Motivation
The ionosphere layer, the upper region of the Earth’s atmosphere, is a layer of electrons created from ionizing the atom and molecules by solar radiation. This layer plays very important role in satellite communications and navigations as well as skywave radio communications because the changes in the electrons density of this layer influences the radio signal propagation. Especially, in the magnetic low-latitude and equatorial regions, the ionosphere is known to be highly variable due to ionospheric disturbances and irregularities such as the spread F events, sporadic E events, maximum usable frequency (MUF) depressions, etc.
Thus, it is very import to continuously monitor the ionosphere’s dynamic occurred at the low-latitude and equatorial regions by analyzing the observed ionospheric parameters such as the critical frequency of F2 layer (foF2), the virtual height of the bottom-side F layer (h’F), the F2-layer peak electron density as well as local geomagnetic K-index for understanding the local ionospheric irregularities and predicting the disturbances. The foF2 parameter and MUF are normally used to specify usable radio signal frequencies in high frequency (HF) band for coastal areas and emergency situation.

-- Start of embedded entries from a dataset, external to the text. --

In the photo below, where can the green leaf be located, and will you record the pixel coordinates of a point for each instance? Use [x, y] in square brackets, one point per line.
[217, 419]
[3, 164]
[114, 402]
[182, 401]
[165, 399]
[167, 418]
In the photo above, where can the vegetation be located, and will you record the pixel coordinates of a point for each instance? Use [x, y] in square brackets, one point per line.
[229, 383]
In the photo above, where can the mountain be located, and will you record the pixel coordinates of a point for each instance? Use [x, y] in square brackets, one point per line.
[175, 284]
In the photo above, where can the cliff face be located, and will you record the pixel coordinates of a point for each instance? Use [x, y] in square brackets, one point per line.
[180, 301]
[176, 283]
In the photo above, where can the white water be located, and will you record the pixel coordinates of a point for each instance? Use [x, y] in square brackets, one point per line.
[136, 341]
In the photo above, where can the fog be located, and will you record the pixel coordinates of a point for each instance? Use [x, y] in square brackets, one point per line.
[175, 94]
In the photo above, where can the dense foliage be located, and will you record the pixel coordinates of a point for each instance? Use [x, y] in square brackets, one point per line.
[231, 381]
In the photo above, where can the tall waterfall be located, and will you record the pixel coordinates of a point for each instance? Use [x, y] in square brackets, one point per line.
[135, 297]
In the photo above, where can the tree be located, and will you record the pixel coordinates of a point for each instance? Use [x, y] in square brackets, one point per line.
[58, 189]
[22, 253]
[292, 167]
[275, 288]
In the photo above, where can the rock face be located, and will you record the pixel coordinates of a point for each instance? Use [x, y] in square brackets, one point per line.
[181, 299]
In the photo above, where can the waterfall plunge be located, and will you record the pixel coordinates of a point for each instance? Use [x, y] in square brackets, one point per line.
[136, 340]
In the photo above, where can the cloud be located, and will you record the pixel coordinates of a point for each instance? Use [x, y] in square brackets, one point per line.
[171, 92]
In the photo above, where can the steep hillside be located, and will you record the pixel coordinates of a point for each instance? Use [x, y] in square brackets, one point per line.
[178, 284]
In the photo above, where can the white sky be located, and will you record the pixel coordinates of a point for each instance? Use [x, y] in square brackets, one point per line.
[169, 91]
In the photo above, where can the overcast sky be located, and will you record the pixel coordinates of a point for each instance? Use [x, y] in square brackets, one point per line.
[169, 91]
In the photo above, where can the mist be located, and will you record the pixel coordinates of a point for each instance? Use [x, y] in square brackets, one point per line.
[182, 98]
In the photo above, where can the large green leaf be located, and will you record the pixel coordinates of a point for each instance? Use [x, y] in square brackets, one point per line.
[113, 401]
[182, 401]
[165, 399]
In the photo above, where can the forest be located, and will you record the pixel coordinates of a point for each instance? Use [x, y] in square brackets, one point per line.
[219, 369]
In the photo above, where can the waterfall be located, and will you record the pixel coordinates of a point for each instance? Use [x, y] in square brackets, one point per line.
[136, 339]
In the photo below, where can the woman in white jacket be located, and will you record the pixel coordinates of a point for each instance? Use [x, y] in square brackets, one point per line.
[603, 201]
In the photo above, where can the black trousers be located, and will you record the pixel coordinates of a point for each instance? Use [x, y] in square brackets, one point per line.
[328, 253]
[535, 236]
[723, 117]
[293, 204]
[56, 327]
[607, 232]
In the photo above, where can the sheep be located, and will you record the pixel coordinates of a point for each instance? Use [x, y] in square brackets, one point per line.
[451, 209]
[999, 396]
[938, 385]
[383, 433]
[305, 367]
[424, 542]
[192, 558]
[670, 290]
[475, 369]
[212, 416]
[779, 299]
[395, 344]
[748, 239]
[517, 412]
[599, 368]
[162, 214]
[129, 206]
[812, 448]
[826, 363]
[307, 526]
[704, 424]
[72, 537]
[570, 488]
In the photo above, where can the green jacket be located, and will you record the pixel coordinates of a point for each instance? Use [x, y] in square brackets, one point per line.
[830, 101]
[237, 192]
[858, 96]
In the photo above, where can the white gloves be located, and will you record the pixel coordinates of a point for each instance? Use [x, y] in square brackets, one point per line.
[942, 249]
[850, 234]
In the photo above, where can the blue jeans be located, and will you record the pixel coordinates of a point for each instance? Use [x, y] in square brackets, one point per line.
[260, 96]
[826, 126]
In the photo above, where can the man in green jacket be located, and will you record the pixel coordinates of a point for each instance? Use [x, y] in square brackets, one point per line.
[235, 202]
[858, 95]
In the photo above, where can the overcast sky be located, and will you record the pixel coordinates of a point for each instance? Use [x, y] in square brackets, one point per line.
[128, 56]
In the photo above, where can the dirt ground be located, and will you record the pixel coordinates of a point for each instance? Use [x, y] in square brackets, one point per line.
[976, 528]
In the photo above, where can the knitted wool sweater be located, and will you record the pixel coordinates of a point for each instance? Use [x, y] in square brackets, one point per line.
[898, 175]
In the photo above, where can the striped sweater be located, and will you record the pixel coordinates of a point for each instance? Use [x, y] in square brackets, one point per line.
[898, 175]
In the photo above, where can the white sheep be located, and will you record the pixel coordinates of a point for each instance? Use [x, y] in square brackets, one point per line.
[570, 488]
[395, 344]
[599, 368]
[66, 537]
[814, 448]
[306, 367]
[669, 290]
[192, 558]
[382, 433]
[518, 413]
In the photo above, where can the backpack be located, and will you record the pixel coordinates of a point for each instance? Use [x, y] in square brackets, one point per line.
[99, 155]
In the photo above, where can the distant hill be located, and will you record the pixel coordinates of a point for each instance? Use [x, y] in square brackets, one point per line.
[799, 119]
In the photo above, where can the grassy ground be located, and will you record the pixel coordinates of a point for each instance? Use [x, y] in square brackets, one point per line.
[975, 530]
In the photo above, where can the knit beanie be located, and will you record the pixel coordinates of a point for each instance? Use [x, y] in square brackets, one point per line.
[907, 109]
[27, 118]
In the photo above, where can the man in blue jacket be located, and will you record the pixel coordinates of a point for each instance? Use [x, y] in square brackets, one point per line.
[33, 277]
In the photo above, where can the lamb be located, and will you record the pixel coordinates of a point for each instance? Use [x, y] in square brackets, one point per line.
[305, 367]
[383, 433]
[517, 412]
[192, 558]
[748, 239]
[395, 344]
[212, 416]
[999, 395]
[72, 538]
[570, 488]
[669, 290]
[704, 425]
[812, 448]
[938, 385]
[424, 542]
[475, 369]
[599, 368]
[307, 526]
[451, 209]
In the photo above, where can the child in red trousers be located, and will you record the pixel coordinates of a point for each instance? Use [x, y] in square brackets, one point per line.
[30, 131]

For the Spread F events, they are used to indicate the ionospheric disturbance which will be important for HF communication and aeronautical navigation. Since the dynamic sin the ionosphere also depends on the solar and geomagnetic activity, it is also important to study the relationship between the ionospheric irregularities and the local K-index, especially derived from the magnetic field measured near the magnetic equator.
Objectives
In this research, we aim to analyze the ionospheric parameters such as foF2, h’F and NmF2 that are derived the data from the ionosonde at Chumphon, Thailand, and local geomagnetic K-index generated based on the data from the magnetometer at Phuket, Thailand. Since Chumphon and Phuket are very close to the magnetic equator, we believe that these parameters are good proxies for studying and prediction the ionospheric irregularities and disturbances. Moreover, we plan to analyze these observed data based on diurnal and seasonal variation as well as during the events of ionospheric and geomagnetic disturbances and then develop a local ionospheric disturbance prediction model using the local observed data as the input parameters based on machine learning. The developed prediction model will be investigated comparing with the International Reference Ionosphere (IRI) model.
(a) |
(b) |
Fig. 1. Comparison of Local K-index from Phuket Observatory (AACGM 1.07°N, 171.15°E) and the global Kp index on (a) a solar disturbed day (March 17, 2019) and (b) a solar quiet day (December 3, 2019).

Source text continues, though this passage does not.